Profile: The Gray Revolution

Forget the hipsters. The biggest force in Philly’s future will be the newly arrived empty-nesters — at least, if they’re anything like super-involved Joe Manko

Now for the good news about Joe’s Generation: They’re not done. Don’t count them out just yet. Traditionally, civic involvement peaked in midlife and tailed off afterward. Volunteering, for instance, usually declined after age 50. “But the current generation of seniors has turned that wisdom on its head,” writes Putnam. “They are largely responsible for the boom in volunteering in recent decades, and they have resisted most staunchly the decline in participation in community projects.”

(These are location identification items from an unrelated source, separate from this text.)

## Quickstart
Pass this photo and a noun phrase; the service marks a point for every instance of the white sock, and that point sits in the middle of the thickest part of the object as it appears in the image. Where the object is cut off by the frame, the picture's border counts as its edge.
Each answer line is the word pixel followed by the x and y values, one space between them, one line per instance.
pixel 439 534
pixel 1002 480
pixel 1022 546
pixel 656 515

In short, the long civic generation is entering its Second Act. They know they’ll probably live into their 80s, or maybe their 90s, if they’re not there already. And they’ve been redefining retirement. They also know — since they read the newspaper — that the secret to a healthy, happy old age is activity. To quote a factoid on Putnam’s website, Bowlingalone.org: “Joining and participating in one group cuts in half your odds of dying next year.” To a member of the long civic generation, this good behavior comes naturally.

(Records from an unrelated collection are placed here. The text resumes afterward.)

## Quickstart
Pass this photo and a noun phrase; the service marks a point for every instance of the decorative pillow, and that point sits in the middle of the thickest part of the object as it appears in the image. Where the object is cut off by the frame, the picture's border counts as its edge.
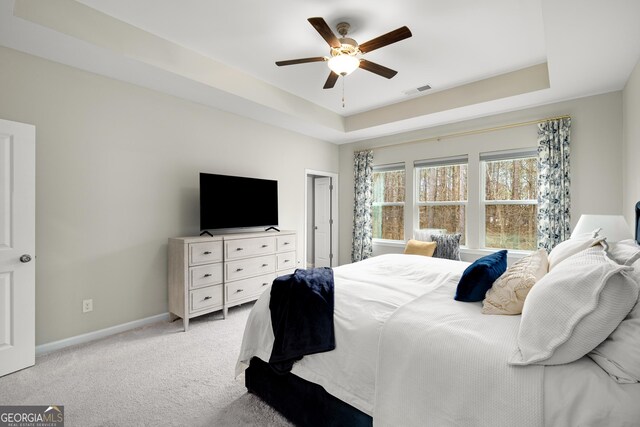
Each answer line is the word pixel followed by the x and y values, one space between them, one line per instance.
pixel 416 247
pixel 479 276
pixel 447 246
pixel 591 234
pixel 619 354
pixel 424 234
pixel 624 252
pixel 573 309
pixel 571 247
pixel 508 293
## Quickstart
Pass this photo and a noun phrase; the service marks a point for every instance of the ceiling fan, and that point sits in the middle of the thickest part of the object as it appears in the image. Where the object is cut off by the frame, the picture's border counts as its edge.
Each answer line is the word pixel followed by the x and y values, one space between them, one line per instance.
pixel 345 53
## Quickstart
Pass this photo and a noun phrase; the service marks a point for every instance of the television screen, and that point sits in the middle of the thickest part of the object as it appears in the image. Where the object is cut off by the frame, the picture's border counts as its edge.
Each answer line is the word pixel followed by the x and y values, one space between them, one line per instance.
pixel 237 202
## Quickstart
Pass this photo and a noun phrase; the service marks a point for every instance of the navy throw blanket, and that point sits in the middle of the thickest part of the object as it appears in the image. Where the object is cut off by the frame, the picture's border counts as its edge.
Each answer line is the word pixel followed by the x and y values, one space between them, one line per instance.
pixel 301 316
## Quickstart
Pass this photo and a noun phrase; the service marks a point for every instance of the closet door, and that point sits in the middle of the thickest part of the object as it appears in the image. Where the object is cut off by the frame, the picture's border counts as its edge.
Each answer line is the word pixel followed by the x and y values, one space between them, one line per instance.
pixel 17 246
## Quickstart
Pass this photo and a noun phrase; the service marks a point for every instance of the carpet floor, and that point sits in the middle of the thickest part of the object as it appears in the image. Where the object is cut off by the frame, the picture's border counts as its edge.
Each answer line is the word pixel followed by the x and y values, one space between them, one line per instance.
pixel 155 375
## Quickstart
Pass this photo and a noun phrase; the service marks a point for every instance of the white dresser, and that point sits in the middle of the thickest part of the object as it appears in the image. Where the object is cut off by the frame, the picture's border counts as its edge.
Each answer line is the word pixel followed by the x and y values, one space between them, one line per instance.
pixel 214 273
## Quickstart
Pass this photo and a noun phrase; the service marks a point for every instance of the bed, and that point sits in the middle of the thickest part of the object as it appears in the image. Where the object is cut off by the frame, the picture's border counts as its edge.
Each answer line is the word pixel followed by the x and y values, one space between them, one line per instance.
pixel 408 354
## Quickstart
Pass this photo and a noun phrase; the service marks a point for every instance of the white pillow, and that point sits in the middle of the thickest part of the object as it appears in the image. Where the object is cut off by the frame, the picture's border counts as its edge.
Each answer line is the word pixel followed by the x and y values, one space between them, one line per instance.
pixel 619 354
pixel 424 234
pixel 571 247
pixel 624 252
pixel 593 233
pixel 573 309
pixel 508 293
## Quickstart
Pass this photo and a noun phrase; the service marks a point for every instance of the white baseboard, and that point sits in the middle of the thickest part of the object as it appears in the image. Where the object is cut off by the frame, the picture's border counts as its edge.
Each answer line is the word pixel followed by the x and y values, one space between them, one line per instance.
pixel 102 333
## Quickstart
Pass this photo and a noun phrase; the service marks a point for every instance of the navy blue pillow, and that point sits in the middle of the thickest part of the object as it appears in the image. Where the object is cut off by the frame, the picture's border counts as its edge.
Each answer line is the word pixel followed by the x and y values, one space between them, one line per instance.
pixel 478 278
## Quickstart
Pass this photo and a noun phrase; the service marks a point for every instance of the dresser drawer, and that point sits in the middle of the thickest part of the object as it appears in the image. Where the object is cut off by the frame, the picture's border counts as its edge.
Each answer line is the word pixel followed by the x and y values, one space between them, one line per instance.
pixel 249 267
pixel 250 288
pixel 204 275
pixel 204 298
pixel 201 253
pixel 242 248
pixel 286 243
pixel 286 260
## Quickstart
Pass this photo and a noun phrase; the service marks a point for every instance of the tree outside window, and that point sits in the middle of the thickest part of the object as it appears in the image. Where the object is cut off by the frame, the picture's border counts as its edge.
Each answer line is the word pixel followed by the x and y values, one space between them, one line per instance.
pixel 441 191
pixel 388 202
pixel 510 203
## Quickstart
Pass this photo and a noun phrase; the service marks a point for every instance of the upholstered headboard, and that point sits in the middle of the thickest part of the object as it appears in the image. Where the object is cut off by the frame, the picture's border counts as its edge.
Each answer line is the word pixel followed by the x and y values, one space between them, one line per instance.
pixel 638 222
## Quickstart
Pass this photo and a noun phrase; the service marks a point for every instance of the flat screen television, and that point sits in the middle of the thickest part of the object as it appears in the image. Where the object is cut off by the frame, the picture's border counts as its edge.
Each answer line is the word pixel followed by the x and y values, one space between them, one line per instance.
pixel 237 202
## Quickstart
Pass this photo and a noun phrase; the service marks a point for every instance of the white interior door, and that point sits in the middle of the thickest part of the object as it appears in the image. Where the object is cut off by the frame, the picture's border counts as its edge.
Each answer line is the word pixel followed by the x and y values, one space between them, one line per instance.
pixel 322 222
pixel 17 245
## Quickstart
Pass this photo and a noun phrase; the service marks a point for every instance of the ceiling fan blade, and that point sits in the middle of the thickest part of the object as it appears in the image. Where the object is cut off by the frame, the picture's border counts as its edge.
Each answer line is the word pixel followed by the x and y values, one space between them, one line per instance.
pixel 331 81
pixel 377 69
pixel 321 26
pixel 385 39
pixel 300 61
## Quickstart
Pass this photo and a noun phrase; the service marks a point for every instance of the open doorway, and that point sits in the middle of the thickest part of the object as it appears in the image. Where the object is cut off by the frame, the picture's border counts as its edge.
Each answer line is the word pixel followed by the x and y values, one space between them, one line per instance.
pixel 321 214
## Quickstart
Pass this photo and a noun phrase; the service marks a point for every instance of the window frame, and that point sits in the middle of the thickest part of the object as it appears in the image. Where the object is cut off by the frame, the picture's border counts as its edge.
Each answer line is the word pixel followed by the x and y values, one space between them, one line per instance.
pixel 483 202
pixel 390 168
pixel 417 204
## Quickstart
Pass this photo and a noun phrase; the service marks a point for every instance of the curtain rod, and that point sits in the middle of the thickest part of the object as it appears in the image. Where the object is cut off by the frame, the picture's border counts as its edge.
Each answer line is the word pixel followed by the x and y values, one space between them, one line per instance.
pixel 469 132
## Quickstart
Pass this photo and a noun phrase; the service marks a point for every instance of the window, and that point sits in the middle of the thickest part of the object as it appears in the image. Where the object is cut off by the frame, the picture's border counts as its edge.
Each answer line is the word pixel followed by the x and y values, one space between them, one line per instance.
pixel 441 194
pixel 388 202
pixel 510 200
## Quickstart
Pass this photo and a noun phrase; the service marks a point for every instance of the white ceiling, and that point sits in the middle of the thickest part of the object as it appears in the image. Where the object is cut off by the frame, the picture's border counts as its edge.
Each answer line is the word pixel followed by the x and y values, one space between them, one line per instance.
pixel 222 53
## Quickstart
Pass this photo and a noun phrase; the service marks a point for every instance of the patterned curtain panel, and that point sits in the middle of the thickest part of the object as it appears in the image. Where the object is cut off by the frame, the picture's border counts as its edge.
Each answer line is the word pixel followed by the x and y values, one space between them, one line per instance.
pixel 554 196
pixel 362 245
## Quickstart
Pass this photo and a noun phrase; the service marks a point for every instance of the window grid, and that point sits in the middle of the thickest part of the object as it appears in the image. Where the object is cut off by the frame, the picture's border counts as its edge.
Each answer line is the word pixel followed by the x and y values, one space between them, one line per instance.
pixel 529 244
pixel 388 224
pixel 450 180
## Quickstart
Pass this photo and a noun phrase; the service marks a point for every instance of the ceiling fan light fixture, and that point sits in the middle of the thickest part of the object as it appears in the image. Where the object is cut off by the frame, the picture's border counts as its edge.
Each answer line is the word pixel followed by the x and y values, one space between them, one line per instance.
pixel 343 65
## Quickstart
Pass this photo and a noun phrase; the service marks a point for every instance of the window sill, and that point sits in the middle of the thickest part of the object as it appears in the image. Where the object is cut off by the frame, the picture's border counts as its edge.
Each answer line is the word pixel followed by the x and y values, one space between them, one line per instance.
pixel 471 253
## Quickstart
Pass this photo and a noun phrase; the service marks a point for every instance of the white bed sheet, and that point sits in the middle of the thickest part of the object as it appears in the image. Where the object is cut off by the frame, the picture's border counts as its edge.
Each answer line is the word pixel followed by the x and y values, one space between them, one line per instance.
pixel 366 294
pixel 369 292
pixel 583 394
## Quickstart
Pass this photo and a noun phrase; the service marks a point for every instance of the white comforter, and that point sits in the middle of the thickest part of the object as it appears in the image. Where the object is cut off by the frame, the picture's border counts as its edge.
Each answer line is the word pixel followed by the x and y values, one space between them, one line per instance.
pixel 408 354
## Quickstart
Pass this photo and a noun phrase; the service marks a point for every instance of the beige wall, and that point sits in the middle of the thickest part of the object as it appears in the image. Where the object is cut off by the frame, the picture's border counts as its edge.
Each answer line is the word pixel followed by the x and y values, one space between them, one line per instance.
pixel 117 174
pixel 631 145
pixel 596 153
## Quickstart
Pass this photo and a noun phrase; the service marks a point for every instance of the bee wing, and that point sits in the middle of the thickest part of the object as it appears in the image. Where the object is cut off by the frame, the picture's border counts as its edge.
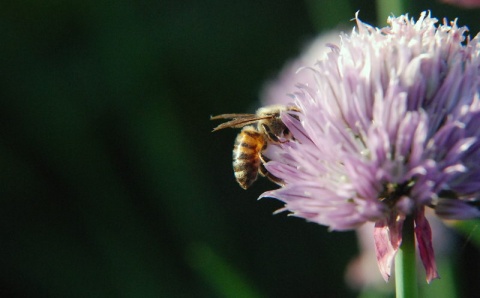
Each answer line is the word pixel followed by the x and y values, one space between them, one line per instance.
pixel 237 123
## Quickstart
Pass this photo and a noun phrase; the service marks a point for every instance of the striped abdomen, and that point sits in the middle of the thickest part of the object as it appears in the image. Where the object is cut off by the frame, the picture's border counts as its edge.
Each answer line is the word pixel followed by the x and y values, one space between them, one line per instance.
pixel 246 155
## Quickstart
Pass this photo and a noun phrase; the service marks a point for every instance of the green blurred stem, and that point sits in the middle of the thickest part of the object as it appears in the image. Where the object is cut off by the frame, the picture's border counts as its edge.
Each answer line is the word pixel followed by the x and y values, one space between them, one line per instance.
pixel 386 8
pixel 405 268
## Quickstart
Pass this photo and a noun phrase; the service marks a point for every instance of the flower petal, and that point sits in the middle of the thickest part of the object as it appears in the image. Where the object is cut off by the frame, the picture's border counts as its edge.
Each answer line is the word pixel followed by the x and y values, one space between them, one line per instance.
pixel 423 234
pixel 388 237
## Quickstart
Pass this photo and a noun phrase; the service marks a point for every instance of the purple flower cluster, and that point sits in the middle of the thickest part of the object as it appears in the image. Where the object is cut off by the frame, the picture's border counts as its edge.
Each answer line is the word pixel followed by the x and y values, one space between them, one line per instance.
pixel 389 127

And how wonderful that could be for a city like Philadelphia. Imagine the potential, especially since some of the brightest, most energetic and most affluent members of this generation are the empty nesters moving back into town, into the luxury condos that have lately transformed the skyline of Center City. To date, they’ve been greeted most warmly by the chamber of commerce: SPEND YOUR NEST EGG HERE! Yes, they certainly do support the city’s restaurant scene, as well as the arts. But, given time, what if their greatest impact turns out to be political, not economic? Young hipsters aren’t Philadelphia’s real future; they’re too cool to get involved. But what would happen if the Nutter administration actively courted all the Joe Mankos?

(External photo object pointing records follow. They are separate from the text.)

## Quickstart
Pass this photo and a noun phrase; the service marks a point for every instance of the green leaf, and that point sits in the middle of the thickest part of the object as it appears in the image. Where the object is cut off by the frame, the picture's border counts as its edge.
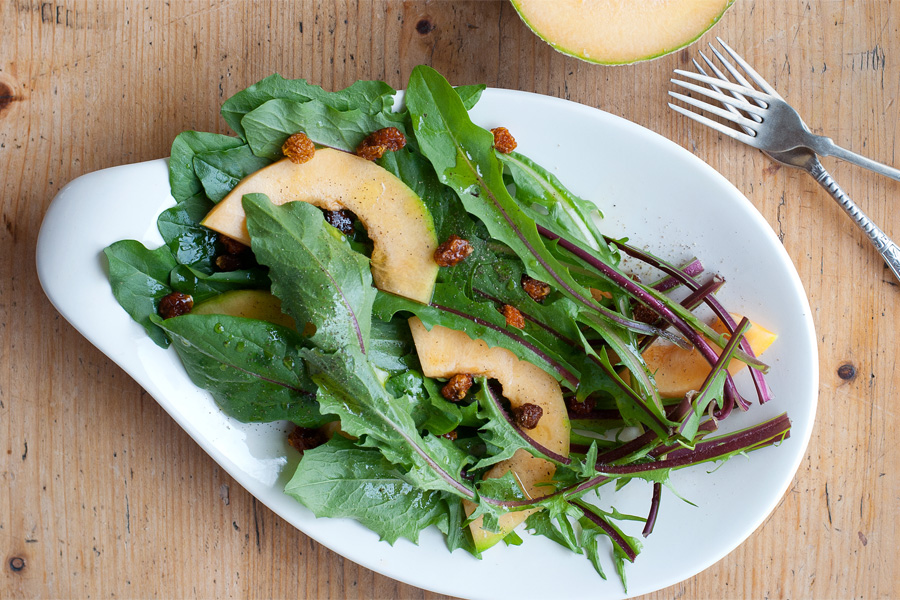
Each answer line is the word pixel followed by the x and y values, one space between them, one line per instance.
pixel 553 522
pixel 268 126
pixel 190 243
pixel 458 533
pixel 182 179
pixel 469 94
pixel 350 389
pixel 366 96
pixel 202 287
pixel 221 170
pixel 499 433
pixel 428 408
pixel 139 279
pixel 252 368
pixel 480 321
pixel 391 345
pixel 340 479
pixel 315 273
pixel 562 211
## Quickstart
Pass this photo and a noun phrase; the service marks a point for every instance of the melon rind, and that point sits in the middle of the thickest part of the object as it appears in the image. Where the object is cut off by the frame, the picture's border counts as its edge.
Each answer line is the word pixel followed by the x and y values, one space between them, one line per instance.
pixel 578 11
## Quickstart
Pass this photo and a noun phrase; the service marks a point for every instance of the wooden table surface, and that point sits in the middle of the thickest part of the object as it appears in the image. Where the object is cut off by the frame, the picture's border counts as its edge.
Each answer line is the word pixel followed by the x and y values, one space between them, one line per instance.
pixel 103 495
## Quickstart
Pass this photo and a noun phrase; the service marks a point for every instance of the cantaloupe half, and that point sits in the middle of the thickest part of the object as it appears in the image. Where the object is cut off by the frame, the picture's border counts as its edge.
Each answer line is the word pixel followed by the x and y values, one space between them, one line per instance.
pixel 395 218
pixel 678 371
pixel 445 352
pixel 615 32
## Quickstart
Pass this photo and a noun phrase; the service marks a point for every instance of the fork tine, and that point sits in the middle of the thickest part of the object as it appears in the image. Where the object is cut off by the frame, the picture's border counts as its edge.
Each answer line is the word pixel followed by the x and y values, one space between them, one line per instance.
pixel 729 131
pixel 723 77
pixel 751 72
pixel 734 117
pixel 730 68
pixel 728 85
pixel 718 95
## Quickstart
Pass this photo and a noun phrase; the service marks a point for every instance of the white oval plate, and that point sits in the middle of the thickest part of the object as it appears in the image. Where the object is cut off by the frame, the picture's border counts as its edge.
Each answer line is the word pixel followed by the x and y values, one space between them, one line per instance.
pixel 651 190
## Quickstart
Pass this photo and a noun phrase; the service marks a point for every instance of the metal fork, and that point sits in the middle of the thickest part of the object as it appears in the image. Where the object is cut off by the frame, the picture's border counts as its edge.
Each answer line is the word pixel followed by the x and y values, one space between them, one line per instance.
pixel 770 124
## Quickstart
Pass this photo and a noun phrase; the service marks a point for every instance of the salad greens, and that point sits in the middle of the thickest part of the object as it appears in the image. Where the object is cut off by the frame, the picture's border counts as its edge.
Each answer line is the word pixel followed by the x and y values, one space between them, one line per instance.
pixel 407 458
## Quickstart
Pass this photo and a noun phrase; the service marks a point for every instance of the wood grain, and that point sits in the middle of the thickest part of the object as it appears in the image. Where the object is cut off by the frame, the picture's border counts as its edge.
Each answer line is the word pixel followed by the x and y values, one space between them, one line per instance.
pixel 102 495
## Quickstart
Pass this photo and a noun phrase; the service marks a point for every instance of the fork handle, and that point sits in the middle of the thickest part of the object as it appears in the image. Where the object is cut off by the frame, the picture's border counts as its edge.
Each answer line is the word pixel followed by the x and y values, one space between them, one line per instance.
pixel 826 147
pixel 888 250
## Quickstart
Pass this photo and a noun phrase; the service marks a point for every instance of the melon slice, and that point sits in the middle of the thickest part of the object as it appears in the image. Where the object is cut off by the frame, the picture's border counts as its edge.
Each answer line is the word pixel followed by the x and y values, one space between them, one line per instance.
pixel 445 352
pixel 679 371
pixel 395 218
pixel 615 32
pixel 250 304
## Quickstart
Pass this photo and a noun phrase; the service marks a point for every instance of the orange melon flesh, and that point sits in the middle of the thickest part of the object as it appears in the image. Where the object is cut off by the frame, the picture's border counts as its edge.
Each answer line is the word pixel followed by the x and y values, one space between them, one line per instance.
pixel 619 31
pixel 445 352
pixel 678 371
pixel 395 218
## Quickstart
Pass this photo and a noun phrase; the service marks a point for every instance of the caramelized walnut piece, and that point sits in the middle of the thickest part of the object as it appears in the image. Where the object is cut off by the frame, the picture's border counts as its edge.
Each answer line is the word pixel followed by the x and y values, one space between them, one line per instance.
pixel 504 142
pixel 528 415
pixel 237 255
pixel 234 262
pixel 298 148
pixel 342 220
pixel 175 305
pixel 513 316
pixel 452 252
pixel 538 290
pixel 303 438
pixel 232 246
pixel 458 386
pixel 580 410
pixel 644 314
pixel 379 142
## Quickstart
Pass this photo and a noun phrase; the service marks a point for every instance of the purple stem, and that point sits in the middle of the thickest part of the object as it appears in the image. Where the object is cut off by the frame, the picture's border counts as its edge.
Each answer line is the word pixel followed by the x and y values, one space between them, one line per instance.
pixel 692 301
pixel 692 269
pixel 589 302
pixel 628 391
pixel 758 436
pixel 763 392
pixel 564 372
pixel 654 509
pixel 641 294
pixel 724 358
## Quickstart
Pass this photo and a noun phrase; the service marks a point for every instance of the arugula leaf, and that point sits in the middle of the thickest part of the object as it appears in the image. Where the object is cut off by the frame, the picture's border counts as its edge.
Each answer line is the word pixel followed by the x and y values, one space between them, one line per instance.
pixel 182 179
pixel 391 345
pixel 340 479
pixel 268 126
pixel 463 156
pixel 139 279
pixel 499 432
pixel 469 94
pixel 428 408
pixel 318 278
pixel 553 522
pixel 253 369
pixel 350 389
pixel 221 170
pixel 202 287
pixel 366 96
pixel 190 243
pixel 479 321
pixel 537 187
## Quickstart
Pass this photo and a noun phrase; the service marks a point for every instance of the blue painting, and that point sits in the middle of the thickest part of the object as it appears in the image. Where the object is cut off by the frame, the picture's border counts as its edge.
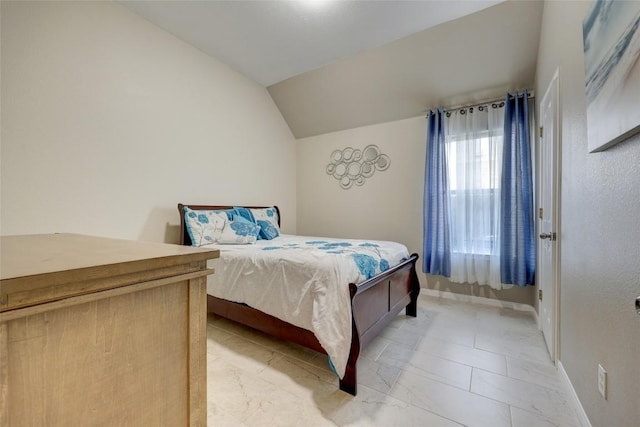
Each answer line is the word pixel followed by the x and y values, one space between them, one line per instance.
pixel 612 69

IN THEATER, the seeds of the second act are planted in the first. So it was with Joe Manko. By nature and by his own admission, Joe is a “connector,” to use the term popularized by the book The Tipping Point. He knows a lot of people. A lot of people. In the 1980s and ’90s, as he gained stature in Lower Merion politics, he also got drawn into regional Democratic politics, thereby adding two more networks of friends and acquaintances to the existing circles of family, work and synagogue. Sooner or later, all those circles begin to overlap, so that … Let me put it this way. You can’t meet Joe without him knowing at least two or three people you know. You’ll forgive his wife Lynn for constantly asking him, “Is there anybody you don’t know?” At 68, he’s become convinced: “Philadelphia is, like, two degrees of separation, that’s about it.” Well, yeah — if one of the people is Joe Manko.

His rise in Democratic politics is visible on the windowsill of his corner office at his law firm on City Avenue. Photos, haphazardly propped up, show him with Al Gore, with Joe Lieberman and Joe Hoeffel. There he is with John Kerry. There’s Joe and Lynn with Bill Bradley, Joe and Lynn with Arlen Specter, Joe and Lynn with Bill Clinton.